A shepherd boy saw a statue of Mary holding the child Jesus on her lap "lightly as if giving him to the world" rise undamaged from a bonfire, Sister Mills said. He rescued the statue and hid it high in the mountains in the hollow of a tree. As Sister Mills told the story, the shepherd boy would pray the rosary before that statue inside the hollow of a tree as he tended his sheep.

Soon the townspeople learned of the boy's devotion and came to retrieve the statue and save it. But it wouldn't budge. Even the strongest men could not move it. So the people decided to build a shrine around it on that very spot.

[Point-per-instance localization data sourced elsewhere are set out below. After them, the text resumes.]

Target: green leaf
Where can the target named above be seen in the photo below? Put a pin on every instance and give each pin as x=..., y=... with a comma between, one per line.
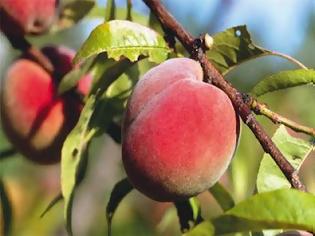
x=284, y=80
x=232, y=47
x=110, y=10
x=205, y=228
x=56, y=199
x=120, y=190
x=124, y=38
x=189, y=213
x=6, y=209
x=74, y=157
x=222, y=196
x=129, y=10
x=70, y=80
x=295, y=151
x=283, y=208
x=72, y=13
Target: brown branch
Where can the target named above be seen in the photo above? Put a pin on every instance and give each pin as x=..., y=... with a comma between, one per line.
x=213, y=76
x=262, y=109
x=32, y=52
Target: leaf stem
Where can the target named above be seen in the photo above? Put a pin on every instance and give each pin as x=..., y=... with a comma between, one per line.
x=262, y=109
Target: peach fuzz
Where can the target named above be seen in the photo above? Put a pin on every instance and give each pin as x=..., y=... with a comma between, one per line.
x=19, y=17
x=179, y=133
x=34, y=117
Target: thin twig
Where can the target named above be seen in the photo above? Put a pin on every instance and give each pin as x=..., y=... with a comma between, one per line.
x=213, y=76
x=262, y=109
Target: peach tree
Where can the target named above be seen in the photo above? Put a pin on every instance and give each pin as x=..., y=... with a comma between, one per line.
x=178, y=120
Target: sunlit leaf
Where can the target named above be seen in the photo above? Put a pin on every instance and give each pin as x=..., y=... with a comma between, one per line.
x=284, y=208
x=284, y=80
x=295, y=151
x=119, y=38
x=74, y=157
x=110, y=10
x=222, y=196
x=120, y=190
x=129, y=10
x=6, y=209
x=232, y=47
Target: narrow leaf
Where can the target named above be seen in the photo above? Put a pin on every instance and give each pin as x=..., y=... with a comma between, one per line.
x=56, y=199
x=283, y=208
x=295, y=151
x=222, y=196
x=6, y=209
x=233, y=47
x=189, y=213
x=129, y=10
x=73, y=12
x=120, y=190
x=284, y=80
x=74, y=157
x=120, y=38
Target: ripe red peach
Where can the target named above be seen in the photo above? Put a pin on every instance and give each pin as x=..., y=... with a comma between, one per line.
x=179, y=133
x=19, y=17
x=34, y=117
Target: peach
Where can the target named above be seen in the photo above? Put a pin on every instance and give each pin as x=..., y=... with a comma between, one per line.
x=179, y=133
x=35, y=119
x=19, y=17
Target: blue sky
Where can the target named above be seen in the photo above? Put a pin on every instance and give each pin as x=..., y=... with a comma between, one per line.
x=277, y=24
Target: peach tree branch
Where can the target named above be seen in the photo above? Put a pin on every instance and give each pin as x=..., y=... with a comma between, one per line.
x=262, y=109
x=211, y=75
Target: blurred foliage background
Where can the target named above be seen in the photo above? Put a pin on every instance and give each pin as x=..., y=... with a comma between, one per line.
x=285, y=26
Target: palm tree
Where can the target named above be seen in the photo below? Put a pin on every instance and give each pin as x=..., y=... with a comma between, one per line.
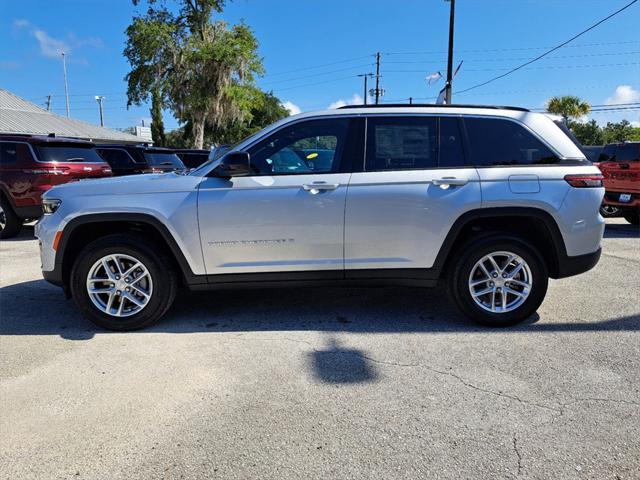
x=569, y=106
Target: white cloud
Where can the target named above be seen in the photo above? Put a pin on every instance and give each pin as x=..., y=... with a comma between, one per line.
x=53, y=47
x=623, y=94
x=49, y=46
x=292, y=107
x=354, y=100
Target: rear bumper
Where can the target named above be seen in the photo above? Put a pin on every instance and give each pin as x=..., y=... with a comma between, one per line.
x=611, y=197
x=569, y=266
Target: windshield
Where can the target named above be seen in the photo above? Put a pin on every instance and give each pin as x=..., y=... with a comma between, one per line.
x=161, y=159
x=214, y=156
x=69, y=154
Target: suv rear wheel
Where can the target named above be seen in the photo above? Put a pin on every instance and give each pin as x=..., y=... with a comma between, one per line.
x=10, y=224
x=122, y=283
x=498, y=280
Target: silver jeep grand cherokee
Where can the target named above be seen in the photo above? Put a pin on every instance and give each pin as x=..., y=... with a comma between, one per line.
x=491, y=201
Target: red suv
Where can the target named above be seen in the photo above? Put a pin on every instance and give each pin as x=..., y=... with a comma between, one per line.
x=620, y=165
x=29, y=166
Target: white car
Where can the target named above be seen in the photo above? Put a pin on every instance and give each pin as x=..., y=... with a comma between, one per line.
x=491, y=200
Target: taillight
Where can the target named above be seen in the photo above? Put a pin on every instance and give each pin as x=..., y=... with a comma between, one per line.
x=584, y=181
x=48, y=171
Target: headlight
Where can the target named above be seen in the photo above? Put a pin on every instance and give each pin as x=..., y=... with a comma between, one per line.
x=50, y=205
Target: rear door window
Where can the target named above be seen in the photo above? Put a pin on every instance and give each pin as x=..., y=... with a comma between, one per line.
x=499, y=142
x=66, y=154
x=451, y=152
x=116, y=158
x=401, y=143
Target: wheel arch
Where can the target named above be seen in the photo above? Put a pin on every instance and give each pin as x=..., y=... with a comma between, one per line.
x=86, y=228
x=532, y=224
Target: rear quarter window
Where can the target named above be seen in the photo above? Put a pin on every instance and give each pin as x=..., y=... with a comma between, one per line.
x=629, y=152
x=500, y=142
x=8, y=153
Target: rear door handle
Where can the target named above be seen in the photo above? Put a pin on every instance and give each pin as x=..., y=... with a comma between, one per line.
x=317, y=187
x=446, y=182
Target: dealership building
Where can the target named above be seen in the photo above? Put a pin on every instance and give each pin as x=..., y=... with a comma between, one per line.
x=22, y=117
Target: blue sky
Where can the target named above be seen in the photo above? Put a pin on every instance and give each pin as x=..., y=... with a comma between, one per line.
x=313, y=51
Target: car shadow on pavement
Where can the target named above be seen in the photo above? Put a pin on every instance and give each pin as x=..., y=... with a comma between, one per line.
x=26, y=233
x=37, y=308
x=621, y=230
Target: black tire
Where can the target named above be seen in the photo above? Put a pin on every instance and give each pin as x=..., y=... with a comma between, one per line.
x=632, y=216
x=12, y=223
x=609, y=211
x=158, y=265
x=471, y=253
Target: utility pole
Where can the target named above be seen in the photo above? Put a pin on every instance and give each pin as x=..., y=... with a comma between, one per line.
x=366, y=95
x=99, y=99
x=377, y=78
x=66, y=87
x=448, y=85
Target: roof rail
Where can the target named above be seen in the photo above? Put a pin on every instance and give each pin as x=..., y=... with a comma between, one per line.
x=433, y=105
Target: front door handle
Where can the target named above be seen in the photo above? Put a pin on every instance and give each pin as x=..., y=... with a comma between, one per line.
x=446, y=182
x=317, y=187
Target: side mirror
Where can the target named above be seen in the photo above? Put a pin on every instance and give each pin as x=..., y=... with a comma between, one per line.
x=233, y=164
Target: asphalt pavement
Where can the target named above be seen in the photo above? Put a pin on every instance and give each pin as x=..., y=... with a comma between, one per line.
x=328, y=383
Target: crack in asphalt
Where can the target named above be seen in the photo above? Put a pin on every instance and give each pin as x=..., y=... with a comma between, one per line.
x=518, y=454
x=559, y=410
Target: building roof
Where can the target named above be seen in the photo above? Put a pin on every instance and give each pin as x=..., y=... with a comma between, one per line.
x=19, y=116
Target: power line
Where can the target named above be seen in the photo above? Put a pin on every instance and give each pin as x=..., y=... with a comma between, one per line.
x=485, y=60
x=546, y=67
x=319, y=74
x=484, y=50
x=551, y=50
x=318, y=66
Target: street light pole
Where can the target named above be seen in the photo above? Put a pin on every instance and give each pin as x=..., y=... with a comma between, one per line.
x=448, y=86
x=99, y=99
x=377, y=78
x=66, y=87
x=366, y=94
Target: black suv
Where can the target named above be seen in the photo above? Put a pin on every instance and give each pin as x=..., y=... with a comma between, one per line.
x=132, y=159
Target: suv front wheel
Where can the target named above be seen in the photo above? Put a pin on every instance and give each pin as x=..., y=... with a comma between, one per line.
x=122, y=283
x=10, y=224
x=498, y=280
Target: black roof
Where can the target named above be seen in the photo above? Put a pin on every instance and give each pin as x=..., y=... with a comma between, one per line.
x=140, y=146
x=189, y=150
x=433, y=105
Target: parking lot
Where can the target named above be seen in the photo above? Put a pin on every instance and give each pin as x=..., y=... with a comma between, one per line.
x=324, y=383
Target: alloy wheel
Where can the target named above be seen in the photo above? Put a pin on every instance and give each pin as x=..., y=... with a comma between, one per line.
x=500, y=282
x=119, y=285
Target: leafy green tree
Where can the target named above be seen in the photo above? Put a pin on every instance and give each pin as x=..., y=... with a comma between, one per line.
x=265, y=108
x=203, y=69
x=569, y=106
x=588, y=133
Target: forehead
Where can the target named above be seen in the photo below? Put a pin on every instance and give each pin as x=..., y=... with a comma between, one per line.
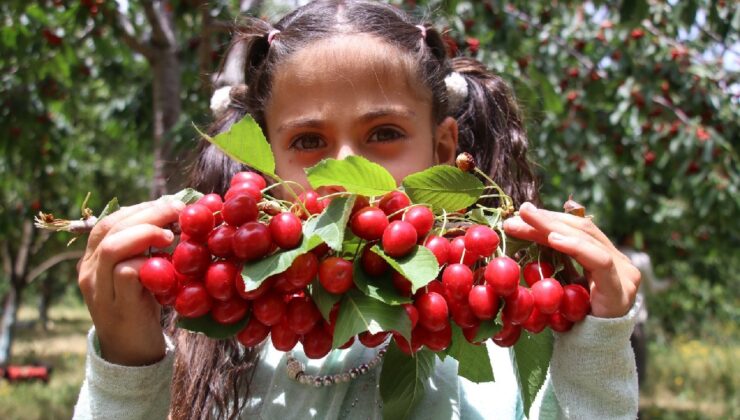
x=352, y=64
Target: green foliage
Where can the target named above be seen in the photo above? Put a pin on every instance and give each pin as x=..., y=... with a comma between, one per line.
x=443, y=187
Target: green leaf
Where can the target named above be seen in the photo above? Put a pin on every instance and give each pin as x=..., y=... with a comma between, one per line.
x=245, y=143
x=359, y=313
x=402, y=381
x=355, y=173
x=332, y=222
x=109, y=208
x=443, y=187
x=473, y=361
x=323, y=299
x=187, y=196
x=255, y=273
x=377, y=287
x=206, y=325
x=531, y=355
x=420, y=266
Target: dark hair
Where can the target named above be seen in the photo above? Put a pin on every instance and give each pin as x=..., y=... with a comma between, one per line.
x=213, y=376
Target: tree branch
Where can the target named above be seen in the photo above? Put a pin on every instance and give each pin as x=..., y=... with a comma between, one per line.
x=128, y=34
x=51, y=262
x=161, y=21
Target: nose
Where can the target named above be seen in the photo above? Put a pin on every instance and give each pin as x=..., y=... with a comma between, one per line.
x=345, y=149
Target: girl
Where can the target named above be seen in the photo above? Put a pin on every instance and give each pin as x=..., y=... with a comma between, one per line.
x=332, y=79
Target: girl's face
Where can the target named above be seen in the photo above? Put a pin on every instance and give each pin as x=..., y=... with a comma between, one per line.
x=351, y=95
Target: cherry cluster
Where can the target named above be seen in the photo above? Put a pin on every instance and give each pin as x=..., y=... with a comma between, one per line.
x=202, y=276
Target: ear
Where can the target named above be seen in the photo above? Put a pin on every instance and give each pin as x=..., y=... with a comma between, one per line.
x=445, y=141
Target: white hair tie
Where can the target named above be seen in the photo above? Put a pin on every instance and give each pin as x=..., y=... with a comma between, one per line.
x=457, y=90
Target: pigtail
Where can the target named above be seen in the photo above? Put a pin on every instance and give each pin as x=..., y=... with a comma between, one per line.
x=492, y=130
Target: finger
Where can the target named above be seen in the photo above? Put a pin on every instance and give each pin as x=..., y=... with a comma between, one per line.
x=159, y=214
x=102, y=227
x=127, y=287
x=594, y=258
x=123, y=245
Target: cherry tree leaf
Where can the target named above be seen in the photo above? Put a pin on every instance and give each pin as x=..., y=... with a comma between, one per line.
x=531, y=355
x=206, y=325
x=354, y=173
x=244, y=142
x=473, y=360
x=443, y=187
x=420, y=265
x=359, y=313
x=402, y=381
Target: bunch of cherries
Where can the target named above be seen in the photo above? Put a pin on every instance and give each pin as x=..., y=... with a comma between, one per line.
x=202, y=276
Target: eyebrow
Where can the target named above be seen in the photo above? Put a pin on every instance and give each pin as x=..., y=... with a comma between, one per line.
x=311, y=122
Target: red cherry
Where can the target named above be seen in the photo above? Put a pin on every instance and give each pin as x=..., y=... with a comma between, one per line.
x=239, y=210
x=282, y=336
x=547, y=295
x=219, y=280
x=317, y=343
x=253, y=334
x=502, y=273
x=457, y=280
x=536, y=322
x=481, y=240
x=193, y=301
x=433, y=311
x=576, y=303
x=246, y=176
x=158, y=275
x=286, y=230
x=413, y=314
x=531, y=272
x=462, y=314
x=197, y=221
x=394, y=202
x=372, y=263
x=310, y=200
x=219, y=241
x=401, y=284
x=253, y=294
x=302, y=314
x=335, y=274
x=518, y=307
x=483, y=301
x=191, y=258
x=508, y=336
x=421, y=218
x=399, y=238
x=457, y=246
x=230, y=311
x=369, y=223
x=373, y=340
x=440, y=247
x=251, y=241
x=303, y=269
x=436, y=340
x=214, y=203
x=269, y=308
x=559, y=323
x=244, y=188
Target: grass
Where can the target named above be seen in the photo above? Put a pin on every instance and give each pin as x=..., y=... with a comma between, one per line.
x=687, y=378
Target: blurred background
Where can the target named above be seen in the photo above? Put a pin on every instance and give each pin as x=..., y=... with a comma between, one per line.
x=632, y=107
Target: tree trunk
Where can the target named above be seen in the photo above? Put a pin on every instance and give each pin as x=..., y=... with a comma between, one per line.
x=7, y=325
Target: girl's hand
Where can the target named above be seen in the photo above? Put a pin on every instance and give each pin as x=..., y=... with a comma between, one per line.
x=126, y=316
x=611, y=275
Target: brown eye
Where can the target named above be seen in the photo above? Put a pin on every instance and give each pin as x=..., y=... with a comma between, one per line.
x=385, y=134
x=308, y=142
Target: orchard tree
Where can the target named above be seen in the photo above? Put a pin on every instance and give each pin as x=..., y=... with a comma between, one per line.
x=632, y=107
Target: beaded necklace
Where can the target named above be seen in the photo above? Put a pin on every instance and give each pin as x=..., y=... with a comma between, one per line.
x=296, y=371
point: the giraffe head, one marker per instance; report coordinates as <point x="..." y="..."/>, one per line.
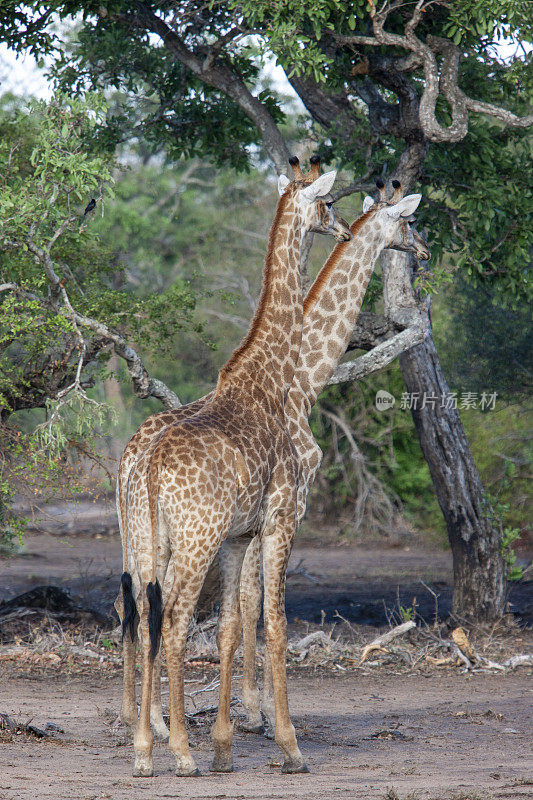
<point x="311" y="197"/>
<point x="395" y="216"/>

People came from miles to walk up the mountain and to pray before the statue. The Benedictine monks from nearby Engelberg would care for the pilgrims, and soon an order of Benedictine sisters was established to care for both the site and the pilgrims who came to pray.

Three centuries later, monks from Engelberg came to Missouri to establish Conception Abbey. With political upheaval tearing through Europe, they sent for the sisters at Rickenbach.

In his homily, Bishop Boland said Abbot Conrad summoned the sisters to Missouri for two reasons - to teach German immigrant children in the area, and to provide the sisters a potential refuge from the political upheavals of 19th century Europe.

"Well, the German immigrant children are gone now, and the need for a place of refuge, gratefully, never materialized," the bishop said.

But the sisters adapted as their mandate changed. They began sewing fine vestments, many of them on display at their monastery, and baking altar breads.

"This special event," the bishop said of the April 20 dedication, "recalls the history of this community and its pastoral responses to a society where the only constant seems to be turmoil and change."

He noted how the sisters from Clyde established new convents in Arizona, Oklahoma, and Wyoming. They also established convents in Kansas City and St. Louis, which are now closed, but they remain a vibrant, prayer-filled community focused on the Eucharist.

"All these factors are a vivid illustration of how God plays a vital role in the shaping of human history," Bishop Boland said. "His graces abound and we can only do our best to be faithfully responsive to the challenges he presents us."